Running out of space on our VM
Some of the pods were failing to deploy because we ran out of space on our Linux box. To resolve this we cleaned up any lingering Docker images with docker system prune
. This freed up a bunch of space and got us past our issue.
docker system prune --all
Watson Machine Learning volume claim required ReadWriteMany access
We also ran into an issue where the the volume for Watson Machine Learning (wml-repo-pvc
) required ReadWriteMany access, but the selected Block Storage class didn’t support that. Here was the error message:
ProvisioningFailed 52m (x3 over 53m) ibm.io/ibmc-block_ibmcloud-block-storage-plugin-260f18665e1d failed to provision volume with StorageClass "ibmc-block-retain-custom":
"ReadWriteMany" is an unsupported access mode. Block Storage supports only 'ReadWriteOnce' mode
We ended up unlocking the volume, deleting it, and re-creating it with the File Storage class.

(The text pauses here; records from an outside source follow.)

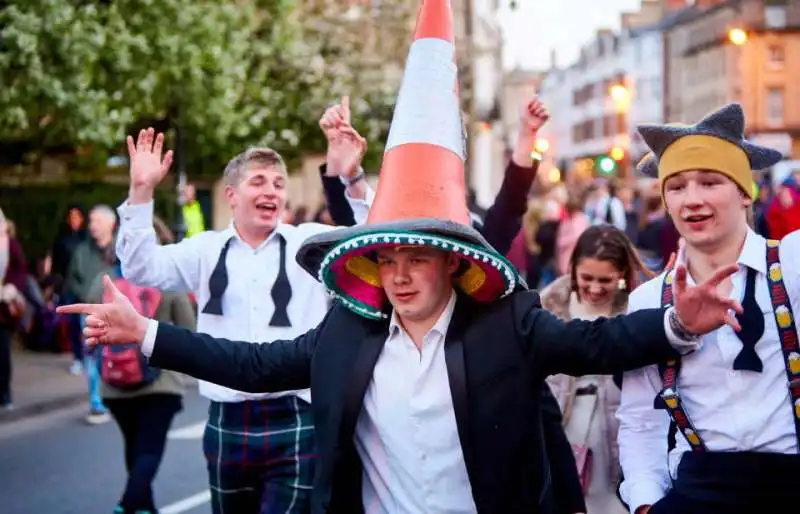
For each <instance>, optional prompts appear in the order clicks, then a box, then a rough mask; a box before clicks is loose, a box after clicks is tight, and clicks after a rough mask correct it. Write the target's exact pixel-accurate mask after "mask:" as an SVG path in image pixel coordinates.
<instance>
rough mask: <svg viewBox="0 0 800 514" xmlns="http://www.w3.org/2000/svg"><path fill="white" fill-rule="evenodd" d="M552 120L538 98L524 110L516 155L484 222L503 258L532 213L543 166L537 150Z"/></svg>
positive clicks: (524, 106) (485, 233)
mask: <svg viewBox="0 0 800 514" xmlns="http://www.w3.org/2000/svg"><path fill="white" fill-rule="evenodd" d="M548 119H550V113H548V112H547V109H546V108H545V107H544V104H542V102H541V101H540V100H539V99H538V98H537V97H534V98H533V99H532V100H531V101H530V102H528V103H527V104H526V105H524V106H523V108H522V113H521V115H520V129H519V134H517V143H516V145H515V146H514V153H513V154H512V156H511V160H510V161H509V162H508V166H506V172H505V175H504V176H503V183H502V185H501V186H500V191H499V192H498V193H497V196H496V197H495V199H494V203H493V204H492V206H491V207H489V210H488V211H486V216H485V217H484V220H483V228H482V230H481V233H482V234H483V236H484V237H485V238H486V240H487V241H488V242H489V244H491V245H492V246H493V247H494V249H495V250H497V251H498V252H499V253H501V254H503V255H505V254H507V253H508V251H509V250H510V249H511V243H512V242H513V241H514V237H515V236H516V235H517V232H519V229H520V226H521V225H522V216H523V215H524V214H525V211H526V210H527V209H528V192H529V191H530V189H531V185H532V184H533V179H534V178H535V177H536V172H537V171H538V169H539V163H540V162H541V161H540V159H538V158H537V159H534V158H533V150H534V147H535V146H536V137H537V134H538V132H539V129H540V128H541V127H542V126H543V125H544V124H545V123H547V120H548Z"/></svg>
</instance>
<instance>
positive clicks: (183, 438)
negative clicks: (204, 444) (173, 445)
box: [167, 421, 206, 439]
mask: <svg viewBox="0 0 800 514" xmlns="http://www.w3.org/2000/svg"><path fill="white" fill-rule="evenodd" d="M205 429H206V422H205V421H200V422H198V423H194V424H193V425H187V426H185V427H181V428H175V429H173V430H170V431H169V432H168V433H167V438H169V439H202V438H203V432H205Z"/></svg>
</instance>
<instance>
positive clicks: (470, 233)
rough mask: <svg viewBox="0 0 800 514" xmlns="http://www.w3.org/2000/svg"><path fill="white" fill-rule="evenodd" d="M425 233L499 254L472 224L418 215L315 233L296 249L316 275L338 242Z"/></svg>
mask: <svg viewBox="0 0 800 514" xmlns="http://www.w3.org/2000/svg"><path fill="white" fill-rule="evenodd" d="M395 231H399V232H425V233H428V234H433V235H438V236H442V237H446V238H449V239H454V240H456V241H461V242H464V243H468V244H472V245H475V246H478V247H483V248H486V249H487V250H490V251H492V252H493V253H497V251H496V250H495V249H494V248H492V246H491V245H490V244H489V242H488V241H486V239H485V238H484V237H483V236H482V235H481V234H480V232H478V231H477V230H475V229H474V228H472V227H468V226H465V225H462V224H461V223H455V222H453V221H444V220H439V219H435V218H416V219H410V220H401V221H392V222H388V223H376V224H374V225H357V226H354V227H344V228H339V229H335V230H331V231H328V232H322V233H319V234H315V235H313V236H311V237H309V238H308V239H306V240H305V241H304V242H303V244H302V245H301V246H300V249H299V250H298V251H297V257H296V259H297V263H298V264H299V265H300V267H301V268H303V269H304V270H306V271H307V272H308V273H310V274H311V276H313V277H318V276H319V272H320V267H321V264H322V261H323V260H324V259H325V256H326V255H327V254H328V253H329V252H330V251H331V250H332V249H333V248H334V247H335V246H337V245H338V244H339V243H341V242H342V241H346V240H349V239H353V238H355V237H358V236H363V235H367V234H372V233H384V232H395Z"/></svg>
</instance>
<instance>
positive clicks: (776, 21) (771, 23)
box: [764, 2, 786, 29]
mask: <svg viewBox="0 0 800 514" xmlns="http://www.w3.org/2000/svg"><path fill="white" fill-rule="evenodd" d="M765 4H766V5H764V24H765V25H766V27H767V28H768V29H782V28H786V2H765Z"/></svg>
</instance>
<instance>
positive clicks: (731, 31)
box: [728, 28, 747, 46]
mask: <svg viewBox="0 0 800 514" xmlns="http://www.w3.org/2000/svg"><path fill="white" fill-rule="evenodd" d="M728 40H729V41H730V42H731V43H733V44H734V45H736V46H742V45H743V44H745V43H747V32H745V31H744V29H739V28H735V29H731V30H729V31H728Z"/></svg>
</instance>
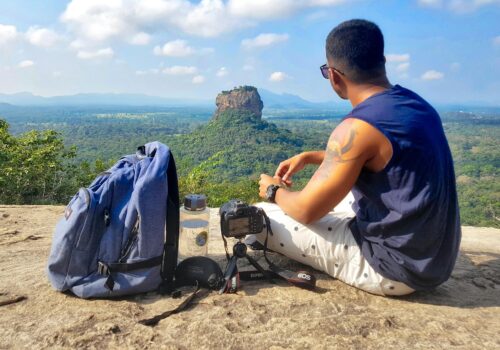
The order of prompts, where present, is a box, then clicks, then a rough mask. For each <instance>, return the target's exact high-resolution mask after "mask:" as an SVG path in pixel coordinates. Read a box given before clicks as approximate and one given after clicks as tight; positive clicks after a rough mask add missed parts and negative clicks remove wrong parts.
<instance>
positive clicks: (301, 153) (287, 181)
mask: <svg viewBox="0 0 500 350" xmlns="http://www.w3.org/2000/svg"><path fill="white" fill-rule="evenodd" d="M324 157H325V151H311V152H302V153H300V154H297V155H296V156H293V157H292V158H289V159H287V160H284V161H282V162H281V163H280V164H279V165H278V169H276V172H275V173H274V177H278V178H280V180H281V181H282V182H283V183H284V184H285V185H287V186H288V187H290V186H292V184H293V182H292V176H293V175H294V174H296V173H298V172H299V171H301V170H302V169H304V167H305V166H306V165H307V164H318V165H319V164H321V162H323V159H324Z"/></svg>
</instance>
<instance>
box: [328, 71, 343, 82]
mask: <svg viewBox="0 0 500 350" xmlns="http://www.w3.org/2000/svg"><path fill="white" fill-rule="evenodd" d="M328 74H330V80H331V81H332V83H333V84H335V85H339V84H340V83H341V81H342V79H341V77H340V74H339V73H338V72H337V71H335V70H334V69H328Z"/></svg>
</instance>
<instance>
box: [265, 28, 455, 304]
mask: <svg viewBox="0 0 500 350" xmlns="http://www.w3.org/2000/svg"><path fill="white" fill-rule="evenodd" d="M326 57H327V64H325V65H323V66H322V67H321V73H322V74H323V76H324V78H325V79H329V80H330V84H331V86H332V88H333V90H334V91H335V92H336V93H337V94H338V95H339V96H340V97H341V98H342V99H349V101H350V102H351V104H352V106H353V110H352V111H351V112H350V113H349V114H348V115H347V116H346V117H345V118H344V119H343V120H342V122H341V123H340V124H339V125H338V126H337V127H336V128H335V130H334V131H333V132H332V134H331V136H330V139H329V141H328V145H327V148H326V151H314V152H304V153H301V154H299V155H296V156H294V157H292V158H290V159H287V160H285V161H283V162H281V163H280V164H279V166H278V168H277V170H276V173H275V175H274V177H272V176H269V175H265V174H262V175H261V179H260V196H261V197H263V198H266V199H267V200H268V201H269V202H271V203H276V204H268V203H263V204H261V205H260V206H261V207H262V208H264V210H265V211H266V213H267V214H268V215H269V217H270V218H271V226H272V229H273V231H274V235H273V236H270V237H269V242H268V247H269V249H272V250H274V251H277V252H279V253H282V254H284V255H286V256H288V257H290V258H291V259H294V260H297V261H299V262H301V263H303V264H306V265H310V266H312V267H314V268H315V269H318V270H321V271H324V272H326V273H328V274H329V275H331V276H333V277H335V278H337V279H339V280H341V281H343V282H345V283H347V284H349V285H352V286H354V287H357V288H360V289H362V290H365V291H367V292H370V293H373V294H379V295H405V294H409V293H412V292H413V291H415V290H429V289H432V288H434V287H436V286H438V285H439V284H441V283H443V282H444V281H446V280H447V279H448V278H449V276H450V274H451V271H452V269H453V266H454V264H455V260H456V258H457V253H458V248H459V243H460V236H461V231H460V218H459V210H458V203H457V194H456V188H455V174H454V170H453V160H452V157H451V153H450V149H449V146H448V143H447V140H446V137H445V134H444V131H443V127H442V125H441V120H440V118H439V115H438V114H437V112H436V111H435V110H434V109H433V108H432V107H431V106H430V105H429V104H428V103H427V102H426V101H425V100H423V99H422V98H421V97H420V96H418V95H417V94H415V93H414V92H412V91H410V90H408V89H405V88H404V87H401V86H399V85H391V83H390V82H389V81H388V79H387V76H386V71H385V57H384V39H383V36H382V33H381V31H380V29H379V28H378V26H377V25H376V24H374V23H371V22H368V21H365V20H350V21H347V22H344V23H342V24H340V25H339V26H337V27H336V28H334V29H333V30H332V31H331V32H330V34H329V35H328V38H327V40H326ZM307 164H318V165H320V166H319V168H318V170H317V171H316V173H315V174H314V176H313V177H312V178H311V179H310V181H309V182H308V184H307V185H306V186H305V187H304V189H302V190H301V191H292V190H290V189H289V188H288V187H287V186H283V184H286V185H291V184H292V180H291V179H292V176H293V174H295V173H297V172H298V171H300V170H301V169H302V168H304V167H305V166H306V165H307ZM350 191H352V194H353V195H354V198H353V205H352V208H353V209H354V212H352V211H351V210H350V208H349V210H346V209H345V206H344V207H342V206H338V204H339V203H340V202H341V201H342V199H343V198H344V197H346V195H348V193H349V192H350ZM347 198H348V197H347ZM333 208H335V210H333V211H332V209H333ZM257 238H258V240H259V241H260V242H261V243H262V242H263V238H264V233H262V234H260V235H258V236H257Z"/></svg>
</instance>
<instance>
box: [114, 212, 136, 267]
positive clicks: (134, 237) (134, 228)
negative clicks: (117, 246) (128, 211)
mask: <svg viewBox="0 0 500 350" xmlns="http://www.w3.org/2000/svg"><path fill="white" fill-rule="evenodd" d="M140 223H141V218H140V216H139V215H137V219H136V221H135V224H134V227H133V228H132V231H130V236H129V237H128V239H127V243H126V244H125V248H124V249H123V250H122V253H121V256H120V259H118V262H120V263H123V262H124V261H125V259H126V258H127V257H128V256H129V254H130V252H131V250H132V247H133V246H134V244H135V242H136V241H137V239H138V238H139V227H140Z"/></svg>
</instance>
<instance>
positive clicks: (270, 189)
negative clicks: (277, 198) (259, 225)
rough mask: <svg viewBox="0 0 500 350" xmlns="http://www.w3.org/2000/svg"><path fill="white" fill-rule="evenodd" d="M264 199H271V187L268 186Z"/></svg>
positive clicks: (272, 190) (269, 199)
mask: <svg viewBox="0 0 500 350" xmlns="http://www.w3.org/2000/svg"><path fill="white" fill-rule="evenodd" d="M266 197H267V199H268V200H271V199H272V198H273V186H269V187H268V188H267V191H266Z"/></svg>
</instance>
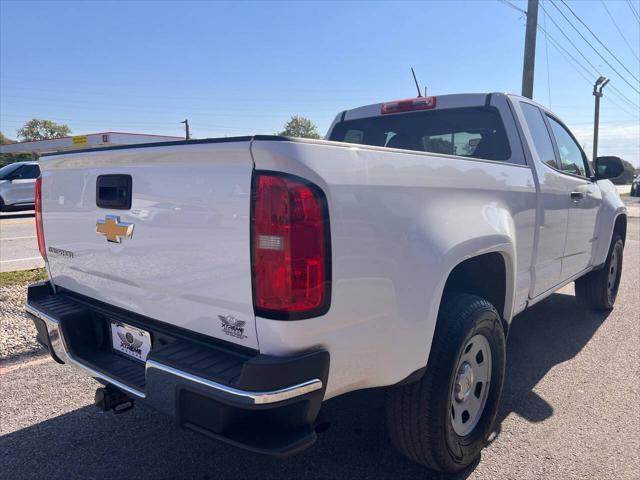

[root@aida-vm-raft ibm]# kubectl patch pvc wml-repo-pvc -p '{"metadata":{"finalizers": []}}' --type=merge
persistentvolumeclaim/wml-repo-pvc patched
[root@aida-vm-raft ibm]# oc delete pvc wml-repo-pvc
persistentvolumeclaim "wml-repo-pvc" deleted
Back in the OpenShift console, go to the Storage tab and create a new volumes with the following settings:
name | storage class | size | access |
---|---|---|---|
wml-repo-pvc |
ibmc-file-retain-custom |
90Gi | ReadWriteMany |
To resume the deployment process run:
./deploy.sh /ibm/modules/watson_machine_learning.tar
Summary
Now that you’ve installed IBM Cloud Pak for Data on Red Hat OpenShift using a custom container registry, you can try out our IBM Cloud Pak for Data code pattern to get started on your AI journey.